The list of the 9 variables from the freMTPLfreq dataset is reported in Table 1.

Table 1: Content of the CLAIMS dataset: ausprivauto0405
Attribute Type Description
Exposure Numeric The number of policy years
VehValue Numeric The vehicle value in thousands of AUD
VehAge Factor The vehicle age group
VehBody Factor The vehicle body group
Gender Factor The gender of the policyholder
DrivAge Numeric The age of the policyholder
ClaimOcc Factor Indicates occurrence of a claim
ClaimNb Numeric The number of claims
ClaimAmount Numeric The sum of claim payments

Importation

Code for importing our datasets
data(ausprivauto0405)


CLAIMS <- ausprivauto0405 |>
  filter(Exposure > 0.70)

CLAIMS$VehAge <- CLAIMS$VehAge |> 
  factor(levels = c("youngest cars", "young cars", "old cars", "oldest cars"))


age_mapping <- c("youngest people" = 1, "young people" = 2, "working people" = 3,
                 "older work. people" = 4, "old people" = 5, "oldest people" = 6)

drivage_levels <- levels(CLAIMS$DrivAge)


CLAIMS$DrivAge <- CLAIMS$DrivAge |>
  levels() |>
  (\(drivage_levels) order(sapply(drivage_levels, function(x) age_mapping[x])))() |>
  (\(drivage_order) factor(CLAIMS$DrivAge, levels = drivage_levels[drivage_order]))()

Models

Purpose

In the domain of automobile insurance, Quasi-Poisson Regression emerges as a potent tool for understanding and forecasting accident frequencies, repair costs, and claims trends.

Through Quasi-Poisson Regression, insurers gain the ability to not only anticipate forthcoming challenges but also refine pricing strategies and ensure resilience in a dynamic landscape of risk.

Pay Attention

The results from QuasiPoisson regression models are valid if:

  • the responses are independent.
  • the responses are distributed according to a Poisson distribution with parameter Lambda.
  • There may be overdispersion present in the data. Quasi-Poisson regression models are appropriate for handling situations where the variance exceeds the mean in the data.
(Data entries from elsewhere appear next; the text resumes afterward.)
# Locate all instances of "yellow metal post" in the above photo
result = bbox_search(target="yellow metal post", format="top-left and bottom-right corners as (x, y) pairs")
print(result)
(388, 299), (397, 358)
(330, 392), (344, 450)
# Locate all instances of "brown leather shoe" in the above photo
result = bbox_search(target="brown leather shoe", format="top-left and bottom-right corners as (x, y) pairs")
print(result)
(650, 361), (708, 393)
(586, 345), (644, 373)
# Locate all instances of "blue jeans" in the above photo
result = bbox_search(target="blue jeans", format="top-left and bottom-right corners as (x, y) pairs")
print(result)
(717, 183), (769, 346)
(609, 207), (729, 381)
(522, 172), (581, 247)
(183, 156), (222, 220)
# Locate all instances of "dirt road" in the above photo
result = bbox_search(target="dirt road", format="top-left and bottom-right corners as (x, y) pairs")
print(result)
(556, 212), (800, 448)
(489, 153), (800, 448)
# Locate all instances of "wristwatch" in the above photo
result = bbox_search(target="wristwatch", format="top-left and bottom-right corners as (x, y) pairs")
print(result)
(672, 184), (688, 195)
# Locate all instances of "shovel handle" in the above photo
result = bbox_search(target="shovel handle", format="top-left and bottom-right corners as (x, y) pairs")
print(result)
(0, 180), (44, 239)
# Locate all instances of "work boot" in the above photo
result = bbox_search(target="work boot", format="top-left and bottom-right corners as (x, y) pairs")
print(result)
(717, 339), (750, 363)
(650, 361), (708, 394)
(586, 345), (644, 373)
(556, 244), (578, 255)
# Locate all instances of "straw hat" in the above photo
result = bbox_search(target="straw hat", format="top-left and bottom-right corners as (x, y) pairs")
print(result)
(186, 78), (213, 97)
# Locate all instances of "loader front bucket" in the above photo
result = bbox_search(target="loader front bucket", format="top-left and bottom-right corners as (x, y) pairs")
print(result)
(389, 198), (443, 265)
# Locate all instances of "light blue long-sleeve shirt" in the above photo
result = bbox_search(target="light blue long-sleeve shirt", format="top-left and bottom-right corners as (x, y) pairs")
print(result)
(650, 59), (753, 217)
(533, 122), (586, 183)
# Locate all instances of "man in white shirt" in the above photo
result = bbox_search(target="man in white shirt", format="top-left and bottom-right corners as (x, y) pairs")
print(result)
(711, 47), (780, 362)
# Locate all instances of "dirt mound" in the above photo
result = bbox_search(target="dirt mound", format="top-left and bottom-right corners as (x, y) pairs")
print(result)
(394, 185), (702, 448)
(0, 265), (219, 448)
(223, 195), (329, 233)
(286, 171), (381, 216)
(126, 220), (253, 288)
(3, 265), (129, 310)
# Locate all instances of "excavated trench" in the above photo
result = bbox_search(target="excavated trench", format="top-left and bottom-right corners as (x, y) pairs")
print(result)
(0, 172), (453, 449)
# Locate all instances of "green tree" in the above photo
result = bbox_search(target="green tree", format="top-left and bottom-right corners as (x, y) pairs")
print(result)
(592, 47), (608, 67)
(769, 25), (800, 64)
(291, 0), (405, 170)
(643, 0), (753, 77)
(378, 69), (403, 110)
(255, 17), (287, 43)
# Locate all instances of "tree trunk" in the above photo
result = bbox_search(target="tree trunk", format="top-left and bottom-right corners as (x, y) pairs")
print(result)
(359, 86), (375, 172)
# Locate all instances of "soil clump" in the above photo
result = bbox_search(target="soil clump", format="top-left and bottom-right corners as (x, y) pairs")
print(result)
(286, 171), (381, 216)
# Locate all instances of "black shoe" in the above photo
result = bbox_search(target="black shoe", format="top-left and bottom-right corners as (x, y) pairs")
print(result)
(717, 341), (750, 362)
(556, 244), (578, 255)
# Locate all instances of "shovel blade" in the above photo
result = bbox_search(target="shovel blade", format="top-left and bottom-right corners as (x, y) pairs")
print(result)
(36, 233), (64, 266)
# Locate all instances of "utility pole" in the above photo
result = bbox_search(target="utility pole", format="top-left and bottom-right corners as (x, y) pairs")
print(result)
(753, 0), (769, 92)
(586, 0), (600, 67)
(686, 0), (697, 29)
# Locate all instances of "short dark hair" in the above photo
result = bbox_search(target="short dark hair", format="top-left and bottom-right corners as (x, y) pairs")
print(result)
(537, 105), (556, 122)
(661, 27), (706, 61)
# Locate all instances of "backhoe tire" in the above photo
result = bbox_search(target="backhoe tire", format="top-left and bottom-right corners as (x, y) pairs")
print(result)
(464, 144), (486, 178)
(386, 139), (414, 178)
In this analysis, we explore the relationship between the response variable ClaimNb (the number of insurance claims) and the explanatory variables DrivAge (driver age) and VehAge (vehicle age). This modeling framework aligns with the principles outlined by Agresti (2013), a prominent figure in statistical methodology, who emphasizes the significance of considering multiple explanatory factors in regression analysis.

Introduction to Quasi-Poisson Regression

To model the frequency of insurance claims, we employ a Quasi-Poisson regression approach. The response variable, ClaimNb, represents the count of insurance claims and is assumed to follow a Quasi-Poisson distribution:

\[ \text{ClaimNb} \sim \text{QuasiPoisson}(\lambda), \]

where \(\lambda\) is the mean rate of claims. Unlike the standard Poisson regression, the Quasi-Poisson model is particularly useful when the data exhibits overdispersion—meaning the variance of ClaimNb is greater than the mean. This model adjusts for this overdispersion, ensuring that the estimates of variance are accurate, leading to more reliable inferences.

Model Specification

The Quasi-Poisson regression model relates \(\lambda\) to a set of predictor variables and an additional term accounting for exposure through a logarithmic link function. The logarithmic link function ensures that the predicted rate of claims is always positive, as required by the Quasi-Poisson distribution. More precisely, the natural logarithm of \(\lambda\) is expressed as a linear combination of the predictors:

\[ \log(\lambda) = \beta_0 + \beta_1 \times \text{DrivAge} + \beta_2 \times \text{VehAge} + \log(\text{Exposure}), \]

Explanation of the Model Components

  • \(\beta_0\): This is the intercept term, representing the log of the expected number of claims when all predictors are at their reference levels.
  • \(\beta_1\): The coefficient for DrivAge, representing the change in the log expected number of claims for each one-unit increase in the driver’s age.
  • \(\beta_2\): The coefficient for VehAge, indicating the change in the log expected number of claims for each one-unit increase in the vehicle’s age.
  • \(\log(\text{Exposure})\): An offset term to adjust for varying levels of exposure across observations. This could represent differences in policy duration, the amount of coverage, or other factors that influence the level of risk exposure.

Addressing Overdispersion

In many real-world datasets, especially in insurance claims data, the variance often exceeds the mean, leading to overdispersion. The Quasi-Poisson model accounts for this by introducing a dispersion parameter \(\phi\), which scales the variance:

\[ \text{Var}(Y) = \phi \cdot \lambda, \]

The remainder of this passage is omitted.